疲労の溜まった顔をした母に、私は『助けて』なんて、とても言えなかった。
この経験は、大人になった今でも大きく響いている。
私はいまだに、誰かに『助けて』を言う事が苦手だ。
迷惑をかける、と強く思ってしまうので、なるべく自分で何とかしようとする癖がある。
カウンセリングを受けているが、この傷もまだまだ癒えそうにはない。
幼少期の経験は、いわば人生における土台のようなものだと私は思っている。
土台がもろいと、後々に響くものだ。
毒親、という言葉が浸透してきて、大人になり色んな人と関わる事で、私はようやく母を『やさしい』とは思わなくなった。
母も母で大変だったのだろう。
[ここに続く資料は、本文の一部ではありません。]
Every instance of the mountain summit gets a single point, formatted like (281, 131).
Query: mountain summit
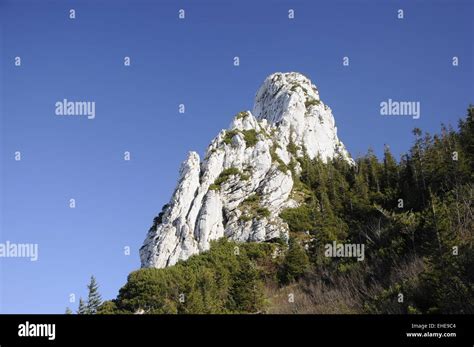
(246, 178)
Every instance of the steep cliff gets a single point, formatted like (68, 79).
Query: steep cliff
(246, 177)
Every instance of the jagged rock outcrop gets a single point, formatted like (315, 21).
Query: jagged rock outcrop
(246, 177)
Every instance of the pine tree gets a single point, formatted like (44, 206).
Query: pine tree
(94, 299)
(246, 293)
(82, 307)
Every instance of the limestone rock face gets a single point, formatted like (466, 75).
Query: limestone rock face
(239, 189)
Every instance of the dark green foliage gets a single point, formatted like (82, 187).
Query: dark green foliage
(229, 134)
(251, 208)
(296, 263)
(246, 292)
(224, 176)
(250, 137)
(414, 216)
(202, 283)
(275, 158)
(82, 307)
(108, 307)
(94, 299)
(299, 219)
(242, 115)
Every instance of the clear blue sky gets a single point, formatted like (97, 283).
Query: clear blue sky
(186, 62)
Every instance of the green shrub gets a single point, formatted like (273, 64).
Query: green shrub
(250, 137)
(299, 219)
(229, 134)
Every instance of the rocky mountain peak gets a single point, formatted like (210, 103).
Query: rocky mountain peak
(246, 178)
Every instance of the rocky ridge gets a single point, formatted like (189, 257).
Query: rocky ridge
(246, 178)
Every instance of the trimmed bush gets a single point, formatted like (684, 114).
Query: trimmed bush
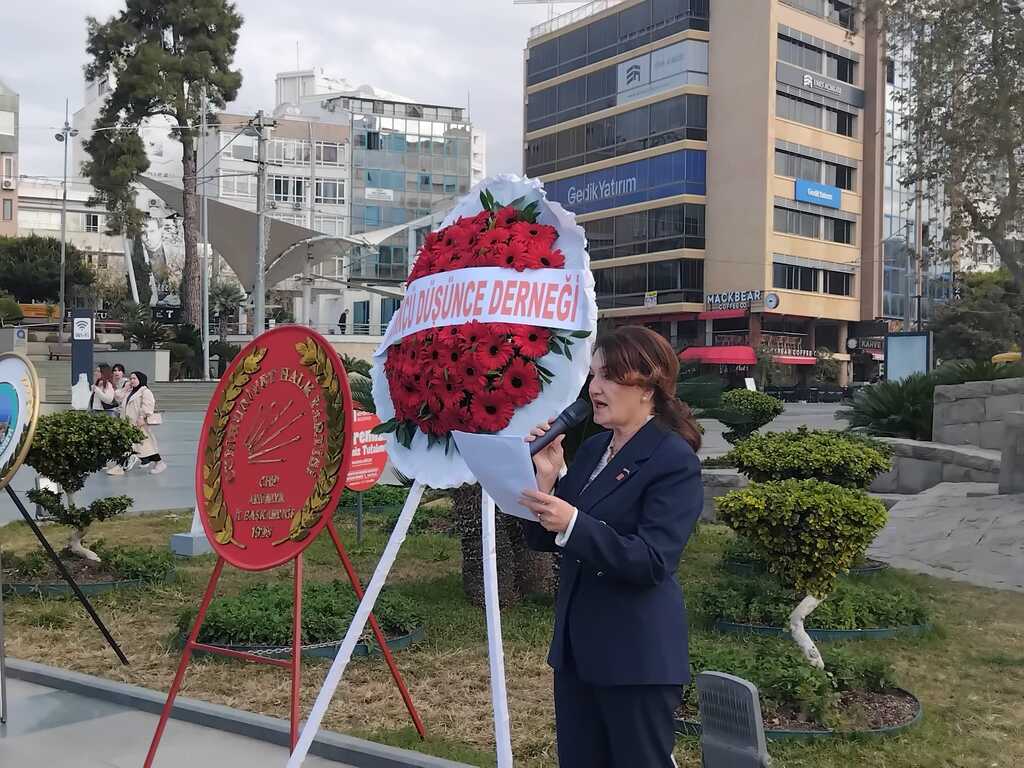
(744, 412)
(807, 531)
(68, 448)
(262, 614)
(854, 605)
(839, 458)
(783, 680)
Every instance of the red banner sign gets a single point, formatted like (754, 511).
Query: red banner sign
(369, 453)
(275, 440)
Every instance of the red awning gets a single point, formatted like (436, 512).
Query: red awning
(794, 359)
(722, 314)
(736, 355)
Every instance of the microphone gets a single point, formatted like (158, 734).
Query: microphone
(573, 416)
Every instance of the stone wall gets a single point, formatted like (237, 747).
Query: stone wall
(919, 466)
(973, 414)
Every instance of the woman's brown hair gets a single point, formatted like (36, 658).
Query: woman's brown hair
(637, 356)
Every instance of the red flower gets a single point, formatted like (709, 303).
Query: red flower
(494, 351)
(506, 216)
(492, 411)
(471, 333)
(472, 375)
(530, 341)
(520, 382)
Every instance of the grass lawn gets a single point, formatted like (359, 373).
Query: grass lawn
(970, 674)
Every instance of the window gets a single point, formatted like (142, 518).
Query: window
(841, 122)
(840, 175)
(800, 54)
(841, 68)
(797, 222)
(838, 284)
(388, 308)
(792, 278)
(839, 230)
(797, 166)
(675, 281)
(360, 317)
(666, 228)
(672, 120)
(791, 108)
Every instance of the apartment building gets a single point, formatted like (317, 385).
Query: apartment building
(721, 156)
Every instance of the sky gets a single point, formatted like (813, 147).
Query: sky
(435, 52)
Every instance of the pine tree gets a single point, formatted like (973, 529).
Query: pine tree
(159, 55)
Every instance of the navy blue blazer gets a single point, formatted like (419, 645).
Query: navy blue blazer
(620, 606)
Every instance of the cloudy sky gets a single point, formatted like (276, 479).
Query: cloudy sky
(434, 52)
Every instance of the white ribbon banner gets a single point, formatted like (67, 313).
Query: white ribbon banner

だが、大人に庇護される子供の私にカウンセラーのような対応を求めたりと、歪なひとだったと思う。
今現在、家族の中で連絡を取っているのは母だけだが、今後私から関わる事は無いだろうと思う。
家族とは、血のつながった他人である。無理に仲良くする必要もない。
この体に流れる血さえ恨めしいと思う時もあるが、どうしようもない。
どうしようもない事は、諦めるに限るのだ。